Butler directed her anger at Abbott’s absurd appeal to Jesus, whose teaching is based on compassion, and his use of religion to evade personal responsibility for an inhumane policy, into intense research into the experiences of asylum seekers. From their collective history she created the character, Hamed Mokri (Reza Momenzada), and the play emerged from Mokri’s struggle to escape violent civil conflict and find a place that offered an opportunity to build a safe future for his family.

Many of the situations Mokri faces – the checkpoint, the rickety plane, the crowded boat, a storm at sea – are by now familiar to us. Nevertheless, as a monologue the terrors of Mokri’s journey, so creatively staged, and performed with a driven intensity by Momenzada, would have been deeply moving. An added poignancy is achieved through the intervention of an Angel of Death (Gabrielle Scawthorn), who has been ordered by “The Host”, an abstract entity, to eliminate Mokri before he reaches his destination.

She begins committed to her task, and indifferent to Mokri’s grief for his wife and son, killed in an explosion, and to his loving protection of his surviving daughter.

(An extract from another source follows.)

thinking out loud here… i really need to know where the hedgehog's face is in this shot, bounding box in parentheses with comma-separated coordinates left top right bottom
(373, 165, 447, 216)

However, despite the Angel’s fear of losing her wings, the punishment demanded by The Host for disobedience, she waivers. Mokri’s all-consuming desire to save his child, to shelter her even beyond death, overcomes her “training”, and she cannot summon the will to obliterate him. The point is well made that most of us, if we were asked to take another’s life, could not carry out such an act, but we do, and can, hide behind inhumane policies that achieve the same end.

While we understand why the desperate Mokri – a personal tragedy – and the exterminating Angel – impersonal forces – do not interact at any point, the device of having both characters speak simultaneously is a perplexing choice. In addition, it feels as if the Angel has too much to say and what is said is too consciously poetical, diffusing rather than concentrating dramatic energy for much of this short play.

The set is a miracle of minimalist achievement and congratulations to the creative crew. Sheer curtains enclose Mokri in a nightmare world as they are lit by a violent explosion, simulate the horror of a massive wave or evoke the ocean’s depths. They can suggest a flock of exterminating angels hovering over the small boat or as white feathers drop one by one, the Angel’s painful sacrifice of flight.

Director Suzanne Pereira has been faithful to Butler’s vision of a world motivated by the loving heart rather than dictated to by economic policy. Her aim is to send the audience out “with questions, not answers”, and in this, Pereira, her cast, and crew, have been successful.